SCICLI - Guai a chi toglie la spiaggia a Zorro, il cane innamorato dell'arenile di Playa Grande, al quale tanti villeggianti si sono affezionati. Qualcuno ha provato a trasformare Zorro in un docile cane di compagnia, ad adottarlo, offrendogli una comoda cuccia al riparo dal sole rovente, riempiendolo di coccole e moine. Ma lui è anarchico e amante della libertà e tutte le volte che si è trovato in un giardino, pur circondato da amorevoli cure, con un agile salto, ha varcato il cancello ed è tornato sulla sua amata spiaggia. Zorro, infatti, si è già meritato il soprannome di “Italo 2”. Come Italo, il cane che viveva nel centro storico di Scicli e che amava seguire sagre, feste di paese, processioni e funerali, immortalato post mortem in un film, anche Zorro ama stare solo sulla calda sabbia del villaggio residenziale sciclitano, d'estate e d'inverno.
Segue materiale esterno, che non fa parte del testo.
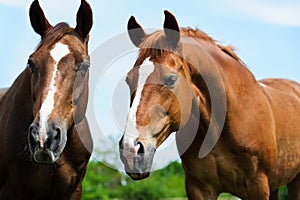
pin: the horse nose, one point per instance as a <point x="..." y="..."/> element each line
<point x="54" y="138"/>
<point x="131" y="153"/>
<point x="49" y="137"/>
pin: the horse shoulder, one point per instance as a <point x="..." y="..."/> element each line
<point x="284" y="97"/>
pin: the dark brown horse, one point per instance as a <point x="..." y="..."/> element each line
<point x="44" y="136"/>
<point x="234" y="134"/>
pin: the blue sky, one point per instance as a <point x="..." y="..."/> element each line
<point x="266" y="33"/>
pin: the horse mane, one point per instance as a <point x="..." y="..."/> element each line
<point x="156" y="44"/>
<point x="55" y="34"/>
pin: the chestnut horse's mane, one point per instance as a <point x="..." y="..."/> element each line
<point x="156" y="44"/>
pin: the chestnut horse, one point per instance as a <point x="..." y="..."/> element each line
<point x="179" y="83"/>
<point x="44" y="136"/>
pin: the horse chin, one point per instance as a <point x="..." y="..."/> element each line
<point x="45" y="156"/>
<point x="138" y="176"/>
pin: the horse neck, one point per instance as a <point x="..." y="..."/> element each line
<point x="17" y="102"/>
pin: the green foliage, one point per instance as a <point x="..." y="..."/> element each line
<point x="104" y="183"/>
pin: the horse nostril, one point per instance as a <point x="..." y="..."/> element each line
<point x="141" y="150"/>
<point x="58" y="134"/>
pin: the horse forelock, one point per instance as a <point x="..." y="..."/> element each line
<point x="54" y="35"/>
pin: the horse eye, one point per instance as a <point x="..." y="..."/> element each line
<point x="30" y="65"/>
<point x="170" y="81"/>
<point x="83" y="68"/>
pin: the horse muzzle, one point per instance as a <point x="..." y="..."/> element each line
<point x="138" y="163"/>
<point x="46" y="145"/>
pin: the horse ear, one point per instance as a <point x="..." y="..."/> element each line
<point x="171" y="29"/>
<point x="135" y="31"/>
<point x="84" y="19"/>
<point x="38" y="20"/>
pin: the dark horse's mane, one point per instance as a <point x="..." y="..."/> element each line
<point x="156" y="44"/>
<point x="55" y="34"/>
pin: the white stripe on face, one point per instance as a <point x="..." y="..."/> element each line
<point x="57" y="53"/>
<point x="263" y="85"/>
<point x="131" y="132"/>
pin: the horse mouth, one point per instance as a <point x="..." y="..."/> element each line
<point x="138" y="176"/>
<point x="44" y="156"/>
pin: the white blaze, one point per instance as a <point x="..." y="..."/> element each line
<point x="263" y="85"/>
<point x="57" y="53"/>
<point x="131" y="132"/>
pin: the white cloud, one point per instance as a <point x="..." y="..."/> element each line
<point x="14" y="3"/>
<point x="286" y="13"/>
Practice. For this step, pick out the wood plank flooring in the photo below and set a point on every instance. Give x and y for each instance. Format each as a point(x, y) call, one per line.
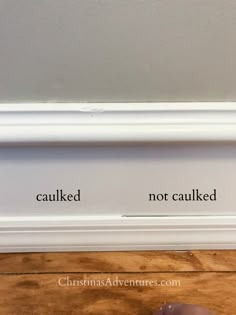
point(116, 282)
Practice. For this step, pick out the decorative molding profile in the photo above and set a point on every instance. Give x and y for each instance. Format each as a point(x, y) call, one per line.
point(60, 124)
point(116, 123)
point(117, 233)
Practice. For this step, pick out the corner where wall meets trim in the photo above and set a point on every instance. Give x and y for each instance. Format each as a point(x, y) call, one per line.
point(60, 233)
point(116, 123)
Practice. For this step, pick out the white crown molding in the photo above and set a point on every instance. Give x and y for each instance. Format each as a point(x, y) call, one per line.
point(60, 233)
point(116, 123)
point(111, 124)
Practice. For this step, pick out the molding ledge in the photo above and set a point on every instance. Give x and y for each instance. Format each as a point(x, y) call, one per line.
point(61, 233)
point(116, 123)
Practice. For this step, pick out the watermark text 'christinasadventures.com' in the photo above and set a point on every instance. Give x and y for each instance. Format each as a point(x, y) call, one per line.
point(116, 282)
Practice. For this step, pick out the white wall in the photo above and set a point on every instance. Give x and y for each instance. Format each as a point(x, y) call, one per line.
point(117, 50)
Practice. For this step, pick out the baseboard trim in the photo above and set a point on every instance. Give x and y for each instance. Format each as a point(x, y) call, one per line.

Gioca con i bambini, si accomoda vicino alle stuoie, pranza accanto agli ombrelloni insieme a chi gli regala gli avanzi del pranzo a sacco, beve l'acqua dai bicchieri di plastica che generosamente gli porgono sotto il muso, gioca a pallone con i più piccoli e se qualcuno gli cede il posto sotto l'ombrellone, lui ringrazia scodinzolando, e appisolandosi anche un'oretta. Per qualcuno, però, è un problema, il fatto che questo cane stia in mezzo agli umani, sulla sabbia. Chi si è infastidito ha chiamato con solerzia i vigili urbani di Scicli. «Io sono una delle tante persone che vivono a Playa e che ha cercato di adottare Zorro - racconta Paola Campo - e lui per qualche ora è rimasto a casa mia, ma poi, pur essendo libero in giardino, ha saltato il cancello ed è tornato sui viali, sul lungomare pedonale e sulla spiaggia». Come Paola, ci ha provato anche Antonio che si è preoccupato della sorte di Zorro, cercando di addomesticarlo e di tenerlo nel giardino di casa. Ma nulla da fare. Ed è così che si è formato un gruppo di tutela nei confronti di Zorro, che ha a cuore la sua sorte. Dopo la tragedia del bimbo modicano ucciso dai cani a Sampieri, per anni, sulla costa sciclitana si sono verificati, quasi ogni estate, casi di avvelenamento di randagi. «Abbiamo chiesto ai vigili urbani di Scicli di microchippare Zorro perché non vogliamo che lo si equipari ad un randagio – spiega Paola –. Lui ha tutte le caratteristiche per essere definito un cane di quartiere, che vuole semplicemente restare libero e felice in mezzo agli esseri umani».